2011年5月28日土曜日

積読中国1-3「岐路に立つ中国―超大国を待つ7つの壁」津上俊哉

都市と農村「二元社会」を解消できるか 【第二の壁】

農民=二等公民の扱いはどの程度改善されているのか?

・2006年から農業税を廃止、租庸調以来の農民課税の歴史に終止符がうたれた。
建国直後の数年間の中国は、税収の4割を農民と農村にたよっていた。
・強制的な農産物の買い上げ制度で不当に低い価格で買い上げ、工業製品に比べて不当に低い価格で農産物を売り渡させることで生まれる差益を経済開発のために用いる(「プライシス・シザース」体制)
つまり、農民は都市における重工業建設や都市開発のために収奪されていた。
一方で、都市住民とは2等公民として差別されていた。

身分制による二元国家である。
都市に定住しながらも、正規の住民として認められず、社会保障などの面で大きな格差が存在している。出稼ぎ農民は(80年代の「盲流」→2000年代の「農民工」)
財源と都市住民の感情的な差別観から、完全に都市の社会保障体制に組み込むことは難しい。

農村は都市化するか。
中国の土地制度は、「国有制で社会主義公有制に由来する」のではなく、もともと香港をモデルに作成された「土地は国王のもの」の発想からスタートしている。国有は都市の土地であり、都市はその土地の利用権を売り、住宅や工場などをつくることができる、
農地は人民公社生産小隊に由来する「集体」(今の村)の所有と言う建前でありこの所有権は売却賃貸は禁止である。処分権の無い所有権である。

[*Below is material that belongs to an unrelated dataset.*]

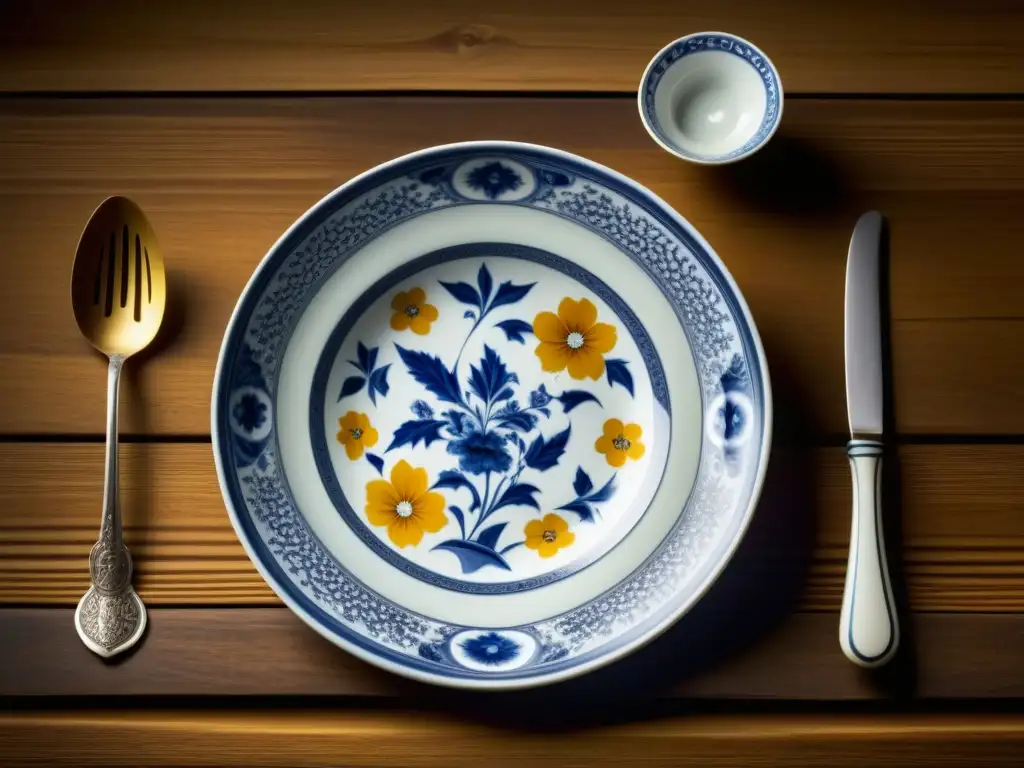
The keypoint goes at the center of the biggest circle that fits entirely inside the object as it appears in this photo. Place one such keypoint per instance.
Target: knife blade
(868, 629)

農村の都市化は、集体所有の農地を、国が収用して国有の都市用地に編入し、土地利用権を入札で払い下げる。。農地の収用価格は農業収入ベースで換算し、払い下げ価格は都市の土地利用の価値と言う別の市場原理もとに決定される。つまり、この地目変更で莫大な差益が生まれる
これは地方政府の財政収入になる。いわゆる「開発区」である。
しかし、中央政府はブレーキをかけた。農民の保護、農地の確保(かつての飢饉がトラウマとなっている農地18億畝の保全)、経済のマクロコントロール景気調整手段が目的である。一方、旧工場の廃止による住宅確保など、都市部の土地活用の効率化なども行っているが、土地供給の不足は住宅価格の過熱を生んでいる。